O mesmo acontece em nossa
vida social mais ampla. Dinheiro é um excelente exemplo. Ele começou como um
simples símbolo de troca, mas, ao longo do tempo, transformou-se em algo com
"valor próprio". Hoje, a riqueza pode existir sem qualquer
conexão com bens tangíveis ou produtividade, como no caso das criptomoedas.

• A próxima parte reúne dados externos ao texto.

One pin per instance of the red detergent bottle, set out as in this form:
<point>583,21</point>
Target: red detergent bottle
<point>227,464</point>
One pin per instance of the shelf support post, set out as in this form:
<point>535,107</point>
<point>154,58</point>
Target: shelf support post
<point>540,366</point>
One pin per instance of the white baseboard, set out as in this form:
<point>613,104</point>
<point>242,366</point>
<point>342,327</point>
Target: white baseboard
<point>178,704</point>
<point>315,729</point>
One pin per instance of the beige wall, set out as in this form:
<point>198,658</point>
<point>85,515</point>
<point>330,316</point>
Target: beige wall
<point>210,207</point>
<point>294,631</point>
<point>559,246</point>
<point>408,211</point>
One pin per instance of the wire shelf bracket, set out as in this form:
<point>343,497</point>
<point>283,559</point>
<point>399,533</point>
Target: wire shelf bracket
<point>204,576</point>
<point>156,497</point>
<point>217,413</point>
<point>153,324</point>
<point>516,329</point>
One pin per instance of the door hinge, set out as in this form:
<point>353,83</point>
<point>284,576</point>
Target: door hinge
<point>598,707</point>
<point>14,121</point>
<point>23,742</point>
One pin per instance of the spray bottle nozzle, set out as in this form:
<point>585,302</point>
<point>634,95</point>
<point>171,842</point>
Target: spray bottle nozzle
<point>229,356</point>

Isso demonstra como nossas construções conceituais podem extrapolar suas
funções originais e ganhar vida própria.
Essa capacidade de criar
mundos é poderosa, mas também perigosa. Quando pessoas acreditam em ideologias,
religiões ou sistemas econômicos, elas podem agir de forma extrema. Isso
ilustra o que Marx chamou de "superestrutura", mas ele não foi longe
o suficiente. A verdadeira revolução não é apenas política ou econômica, é
cognitiva. Devemos reconhecer que a base de tudo o que chamamos de
"realidade" são os conceitos que construímos e compartilhamos.
No fundo, já vivemos em
uma espécie de "Matrix". Não aquela das máquinas e cabos, mas uma
Matrix conceitual, composta por narrativas, ideias e crenças que projetamos no
mundo. Schopenhauer, ao estudar o budismo, percebeu algo semelhante: "O
mundo é minha vontade e representação." Mas o salto de consciência vem ao
perceber que, embora estejamos presos nessa Matrix, somos também seus
criadores.
Saber disso pode ser
libertador. Se entendermos que somos prisioneiros de ideias, podemos começar a
reorientar os mundos que construímos.
O primeiro passo? Olhar
para os "óculos cognitivos" que usamos para interpretar o mundo.
Enxergar além deles. Afinal, somos criadores de mundos. Resta decidir que tipo
de mundo queremos construir.
Nesse momento o palhaço
parou de falar, mas as pessoas esperavam que houvesse algo mais. Por um
momento, ficaram em silêncio, atordoadas, tentando entender o que haviam
acabado de ouvir. Um homem gritou do fundo:
— Isso é pura asneira!
A multidão, como que
despertada de um transe, começou a pegar pedras e objetos para atirar no
palhaço. Mas ele já tinha sumido.
Nunca mais foi visto. Uns
dizem que foi dar aulas numa universidade. Outros juram que se candidatou a um
cargo político. Há quem diga que ele se internou em um hospício, enquanto
alguns acreditam que ele morreu. Mas, para a maioria, o palhaço nunca existiu.